脳内麻薬ドバドバで痛みを認識できていないだけかもだけど。
こうなった人間が選択する行動は、二つほど予想できた。
一つ目は、現実を受け入れられず、喚きながら無駄に特攻を繰り返して自滅する事。でも、その可能性は低い。
痛い思いが嫌な人間が、再び私へ向かってこられるとは思えなかった。
そうなると――
「お前だ! お前が俺様を退屈な城なんぞに縛り付けたからこんな事に……っ!」
激昂したザカルトは、ウィラード皇子を襲った。
まあ、そうなるよね。
常に強者でなければ気が済まなかった臆病者は、安易な方法へ逃げる。明確な力量差を見せつけられて、それでも私に挑む気概は持ち合わせていない。
「――!」
これに対して、私は何もしない。
こうなった事態に備えて、皇子には私の魔法に耐えられる程度のお守りを渡してある。
それ以前に、彼は紛れもなく魔導士の誓約に違反した。
ウィラード皇子が行なった魔導士認定解除の宣告は、あくまで周囲の兵士に知らしめるためのもの。王国の魔導士である私に名分を与える為の手順だった。

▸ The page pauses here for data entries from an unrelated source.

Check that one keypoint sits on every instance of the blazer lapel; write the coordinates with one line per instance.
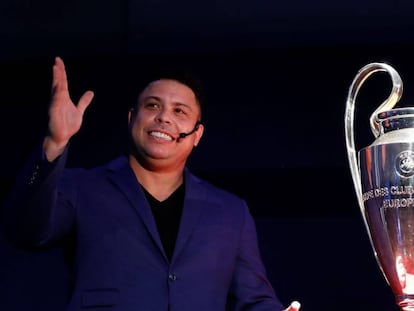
(194, 195)
(125, 180)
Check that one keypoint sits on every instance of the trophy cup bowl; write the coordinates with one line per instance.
(383, 177)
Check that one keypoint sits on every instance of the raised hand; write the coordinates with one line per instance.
(65, 118)
(294, 306)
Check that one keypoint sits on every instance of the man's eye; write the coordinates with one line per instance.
(151, 105)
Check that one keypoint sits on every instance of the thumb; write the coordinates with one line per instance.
(85, 100)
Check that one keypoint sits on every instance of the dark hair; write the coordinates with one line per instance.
(179, 74)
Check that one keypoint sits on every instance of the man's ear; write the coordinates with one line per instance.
(131, 116)
(198, 134)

そもそもとして、気分が変わったからと神様との契約を破棄する方法なんて存在しない。一生を縛る誓いだからこそ、国民からの信頼を生む。だというのに、ザカルト・ハーロックは覚悟を違えた。
皇族へ牙を向けるという形で、約定に背いた。
だから、当然の帰結として報いを受ける。
無慈悲な裁きが彼を襲う。
――天から、光が落ちた。
私からはそう見えた。本当に一瞬の出来事だった。直視するのも難しいほど濃密な光が、違背者を焼いた。消し炭すら残らない。
地面へ深い穴を穿ち、比較的近くにいた私とウィラード皇子のお守りが余波だけで発動するほどの高威力だった。備えがなかったら……だとか考えたくもない。直撃はもっと嫌!
というか、私の場合は他人事じゃない。
「これが、誓約を破った魔導士の末路……」
好奇心で試してみたものの、想定を遥かに超えたトンデモ威力にゾッとした私だった。